I am at the point now that I am realizing – I have so many barriers up within myself against true love, I don’t even know where to begin. I have decided to stop seeking a “love relationship” and focus on ego deflating steps to break down barriers of love, and invite a higher power (whatever that is and whatever that looks like) into my life, and trying to be in synchronicity with this force. I’ve decided to focus on gratitude, and all the absolutely beautiful things that are in this life, and in my life, asking this force to guide me, to be present, and to help keep me sober another day. Those are the things that really matter.
I am asking this power to guide me in my life, and help fill this “God sized gap” that is still there wide open. If this force brings me to a love relationship, I believe it will be in right time, and I will have to be right sized, not full of egoic reasons to “make it work” and so will someone else. I also have been shown that I have no business being in a relationship unless that is based on God, and it is still in sync with what God would have me be.
So from this moment forward, I surrender my “love search” to the Universe, and I will no longer be seeking a “love relationship.” I will however be seeking Love in general, Love in myself, in a higher power, in everyone and everything around me. The rest is up to God.

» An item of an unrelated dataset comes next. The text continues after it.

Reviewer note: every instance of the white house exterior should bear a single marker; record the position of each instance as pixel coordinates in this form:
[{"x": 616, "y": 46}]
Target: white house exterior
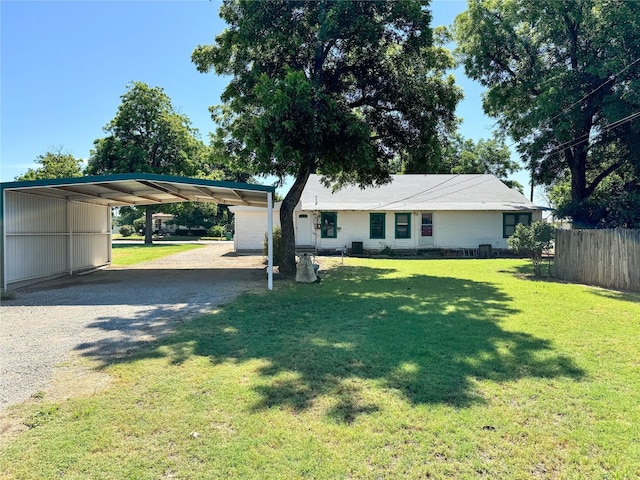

Any personal experiences you might have with getting to this realization, and what you have learned would be valued.
October 22, 2014 at 11:26 pm #66671TirParticipantI think this post could have been written by many people who search for meaning and a lasting loving relationship. Everything you described, aside from coming out, sounds a lot like my own struggles for different reasons. Trust isn’t something I learned about because of my own childhood which was filled with abuse. I had no idea how one loved others when I was having a hard time loving myself due to abandonment and emotional abuse.
It really sounds like you are on a wonderful path filled with finding yourself. Like attracts like and so when I became my authentic self and dealt with my childhood abuse, I became someone who was in love, in love with herself. I finally figured out that love isn’t so much a Feeling as actions that were relevant and present everyday. Actions spoke louder than words. The almost guys were preparing me for the just right guy who has been my rock and my partner for twenty years. Without all of those close but not exactly men, you would never be able to figure out who you are and what you need to do in order to feel whole, valued and connected. In other words, you wouldn’t be the man you are today. Searching and seeking with loving kindness is finding meaning in ourselves to share with another soul. Thanks for sharing your story.October 28, 2014 at 4:00 pm #66962TirParticipantWhy was this post reported as inappropriate? Is this site homophobic or something? This concerns me as I do not want to be a part of a spiritual support group that condones and practices homophobia?